自分がまだまだ若い時には、あんな大人にはなりたくないなぁと言う大人像があった。それは所謂因業爺である。頑なに自分に拘って、何物をも受け付けない・・・そうした自分を想像するだけでぞっとしたものである。

然し、今の若者からすれば、自分はそれ程しなやかで寛大な心を持った大人に映っているのだろうかと思うと、ふと不安になるのである。
自分の中にある失いたくない自分を持ち続けている事が、他人からすれば頑固者と思われるかも知れない。だからこそ、失いたくない自分というものは、自分本位の利己的なものに偏らず、出来れば利他の心に重きを置いていたいと思うのである。

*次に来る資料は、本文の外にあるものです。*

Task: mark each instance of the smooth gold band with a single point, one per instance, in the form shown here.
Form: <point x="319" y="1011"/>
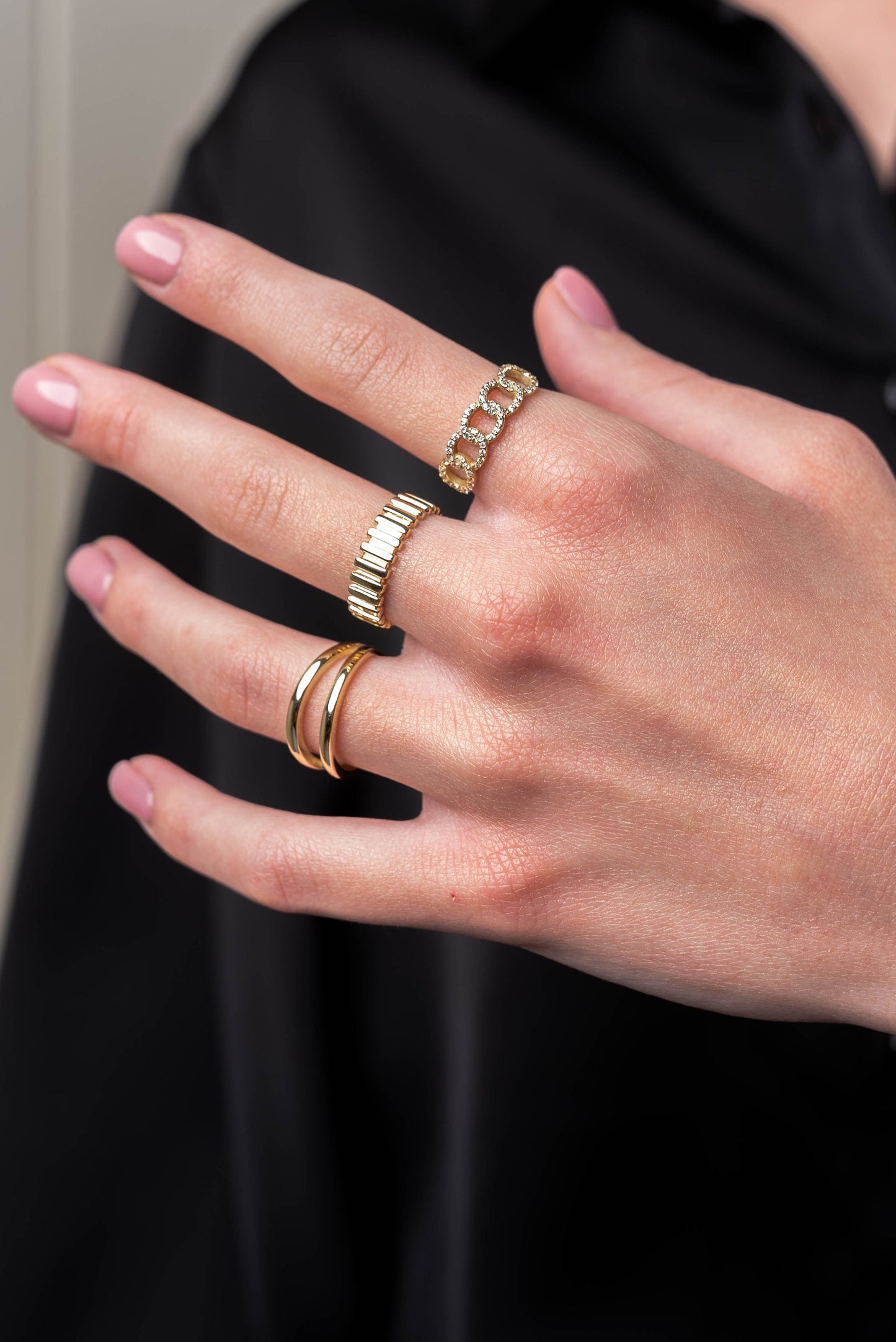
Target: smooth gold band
<point x="332" y="709"/>
<point x="456" y="469"/>
<point x="377" y="554"/>
<point x="295" y="739"/>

こう言うと僕が他者に思いやりの深い人物だと思われる方がいるかも知れないが、そこは多いに疑問である。
例えば、こんなに自分はあなたを思ってこうしているのに、何故それを分かって貰えないのか?という事象は日常稀な事ではないからだ。そこには、自分を理解してもらえない、自分を受け容れてもらえない事に、苛立ちや不満の心が垣間見られるのである。
どうしたら、そんな気持ちを払拭して達観出来るのだろうと思わずにはいられない。

様々なシーンで僕は、自分の住む世界は狭い・・・と言う事を言い続けてきているが、幸いにしてその世界の中で僕は人に恵まれていると思う。
あの人がいてくれるから、自分は生きていられる・・・という、身内(と言っても今は天涯孤独な自分ではあるが・・・)を大きく超えた大事な存在の友人がいる。

どんなに経済的にも時間的にも余裕がある人でも、自分一人では生きてはいけないと言うのは、誰もが知る道理に合った当たり前のことであろう。
人は支え・支えられて生きているのだ。
そうした原点に立ち返った時、僕は漱石先生の言う、「世間には拙を守るという人がある。この人が来世に生れ変るときっと木瓜になる。余も木瓜になりたい」(草枕参照)と言う言葉に、非常に共感するのである。

人生80年時代と言わるこんにち、僕はこの後の余命を果たして、いい意味でしたたかに自分らしく生きていけるだろうか。
利他の心を温め、水のようにどんな形状の器の中にも収まる様な、柔軟でしなやかな生き方が出来るだろうか。

もしも、そうした生き方が出来るとしたなら、たとえ誰かから因業爺と笑われても、それは良しとしよう。